Two Glenrothes men have completed a gruelling cycle to their home town from Aberdeen to raise money for charity.
George McDougall and Mark Crombie have been cycling to raise money over the past few years and this year they decided to take on a tougher challenge.
Last month they set off from the Granite City early in the morning, and, six hours later, they arrived in Glenrothes, raising £800 for the children’s ward at Victoria Hospital in Kirkcaldy.
Mark said: “We were looking to do something a bit different and came up with the idea of going somewhere on the train and cycling back to raise money for charity.
“When we got across the Tay Bridge it was really, really tough.
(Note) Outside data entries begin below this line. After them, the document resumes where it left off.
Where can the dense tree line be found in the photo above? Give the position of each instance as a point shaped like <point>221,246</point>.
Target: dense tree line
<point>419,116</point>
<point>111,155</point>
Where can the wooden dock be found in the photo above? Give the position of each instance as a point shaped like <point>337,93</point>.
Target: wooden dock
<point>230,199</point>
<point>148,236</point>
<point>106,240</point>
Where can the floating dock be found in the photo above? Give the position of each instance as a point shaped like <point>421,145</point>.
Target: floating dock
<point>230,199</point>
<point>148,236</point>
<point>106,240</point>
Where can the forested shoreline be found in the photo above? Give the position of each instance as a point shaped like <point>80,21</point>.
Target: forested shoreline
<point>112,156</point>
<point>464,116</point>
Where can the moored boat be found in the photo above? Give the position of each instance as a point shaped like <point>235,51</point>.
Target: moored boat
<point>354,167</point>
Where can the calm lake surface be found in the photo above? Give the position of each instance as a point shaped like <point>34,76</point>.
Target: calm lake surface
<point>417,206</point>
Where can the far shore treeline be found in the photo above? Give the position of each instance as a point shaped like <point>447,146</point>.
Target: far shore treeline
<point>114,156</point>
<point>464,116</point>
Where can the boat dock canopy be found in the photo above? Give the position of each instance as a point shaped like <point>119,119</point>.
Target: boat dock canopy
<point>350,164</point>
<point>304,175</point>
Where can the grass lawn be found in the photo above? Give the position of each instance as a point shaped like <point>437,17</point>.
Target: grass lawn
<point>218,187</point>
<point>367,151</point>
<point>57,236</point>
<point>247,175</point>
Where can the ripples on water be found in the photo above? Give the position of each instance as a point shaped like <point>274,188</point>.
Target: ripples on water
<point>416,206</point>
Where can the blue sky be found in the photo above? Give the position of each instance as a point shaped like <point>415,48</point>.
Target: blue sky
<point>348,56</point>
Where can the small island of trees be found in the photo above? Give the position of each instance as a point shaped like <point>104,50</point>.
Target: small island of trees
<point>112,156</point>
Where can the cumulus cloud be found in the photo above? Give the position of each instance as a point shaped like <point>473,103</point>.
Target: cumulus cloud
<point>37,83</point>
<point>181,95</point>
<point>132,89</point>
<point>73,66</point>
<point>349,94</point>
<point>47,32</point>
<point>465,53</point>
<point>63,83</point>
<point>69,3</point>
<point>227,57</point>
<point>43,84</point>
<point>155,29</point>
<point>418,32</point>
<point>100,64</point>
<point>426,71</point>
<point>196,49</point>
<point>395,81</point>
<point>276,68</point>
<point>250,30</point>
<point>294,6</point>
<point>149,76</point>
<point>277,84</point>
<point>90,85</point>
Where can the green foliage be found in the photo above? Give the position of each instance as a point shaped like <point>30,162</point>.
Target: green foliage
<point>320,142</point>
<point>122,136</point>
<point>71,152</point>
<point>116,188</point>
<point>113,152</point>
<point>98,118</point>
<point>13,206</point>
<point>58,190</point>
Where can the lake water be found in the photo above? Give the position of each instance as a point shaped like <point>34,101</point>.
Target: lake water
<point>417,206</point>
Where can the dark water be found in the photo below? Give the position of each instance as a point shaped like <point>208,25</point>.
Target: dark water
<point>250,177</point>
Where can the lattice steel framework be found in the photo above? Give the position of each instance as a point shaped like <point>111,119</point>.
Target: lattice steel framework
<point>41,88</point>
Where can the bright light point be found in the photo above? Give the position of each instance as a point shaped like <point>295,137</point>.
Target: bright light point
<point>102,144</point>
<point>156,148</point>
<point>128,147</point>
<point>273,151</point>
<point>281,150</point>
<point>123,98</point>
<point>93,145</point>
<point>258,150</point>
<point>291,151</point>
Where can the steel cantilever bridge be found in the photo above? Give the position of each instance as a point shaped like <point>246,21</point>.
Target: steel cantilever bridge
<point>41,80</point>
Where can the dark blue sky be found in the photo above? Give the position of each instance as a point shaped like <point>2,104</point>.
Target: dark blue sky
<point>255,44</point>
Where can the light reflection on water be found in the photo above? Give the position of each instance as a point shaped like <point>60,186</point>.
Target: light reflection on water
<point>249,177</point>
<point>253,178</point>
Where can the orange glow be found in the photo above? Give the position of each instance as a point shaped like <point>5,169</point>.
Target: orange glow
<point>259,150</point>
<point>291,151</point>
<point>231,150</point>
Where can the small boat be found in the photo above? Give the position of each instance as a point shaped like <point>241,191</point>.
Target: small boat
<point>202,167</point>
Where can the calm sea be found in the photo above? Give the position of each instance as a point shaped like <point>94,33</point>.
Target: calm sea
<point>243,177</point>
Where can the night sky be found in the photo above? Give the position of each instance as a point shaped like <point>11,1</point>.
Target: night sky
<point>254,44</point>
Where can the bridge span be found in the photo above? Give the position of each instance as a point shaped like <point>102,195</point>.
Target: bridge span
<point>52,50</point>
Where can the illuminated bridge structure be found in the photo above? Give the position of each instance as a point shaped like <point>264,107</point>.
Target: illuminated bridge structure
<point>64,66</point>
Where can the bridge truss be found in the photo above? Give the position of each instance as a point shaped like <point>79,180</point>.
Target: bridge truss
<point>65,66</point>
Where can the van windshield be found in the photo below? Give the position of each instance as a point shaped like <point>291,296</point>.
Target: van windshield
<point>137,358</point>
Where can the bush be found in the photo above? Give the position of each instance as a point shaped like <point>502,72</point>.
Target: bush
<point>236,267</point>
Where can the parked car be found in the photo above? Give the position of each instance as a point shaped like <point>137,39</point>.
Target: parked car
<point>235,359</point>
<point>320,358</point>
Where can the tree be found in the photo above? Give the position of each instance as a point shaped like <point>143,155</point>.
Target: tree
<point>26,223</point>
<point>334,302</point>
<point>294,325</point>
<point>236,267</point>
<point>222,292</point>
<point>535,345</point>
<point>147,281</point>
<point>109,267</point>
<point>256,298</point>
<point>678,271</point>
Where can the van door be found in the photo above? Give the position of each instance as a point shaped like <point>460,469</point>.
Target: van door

“I had never done more than about 70 miles I think so I was really feeling it and that was a difficult stretch.
“There was a real sense of achievement when we finished, despite the pain!
“I could barely walk for days afterwards , it felt like I was still in the saddle.”
George and Mark spent most of last winter training and preparing for the cycle with the encouragement and support of their local gym.
And having raised money for cancer charities in the past, they chose a different cause this year - the children’s ward.
“We wanted to pick a different charity, something a bit more personal for us,” Mark added.
“When you think how difficult it is even for adults to adjust to being in hospital, it can be so much harder for children to be away from home, their family and all their toys.
“So we decided to raise money for the children’s ward and do something to help those kids out.”
George McDougall, a mechanic at the Fife Auto Centre, struggled towards the end of the cycle - but still enjoyed it.
“The last few miles were really difficult but overall the weather was pretty good and that made it enjoyable,” George explained.
“Initially we were just going to do it for fun but then we thought it would be good to raise some money as well.
“We have friends who have used the ward at the Victoria recently so we knew that was a really worthy cause.
“Everyone at work really supported me, especially Richard Forrester who ended up joining us and really kept us going.”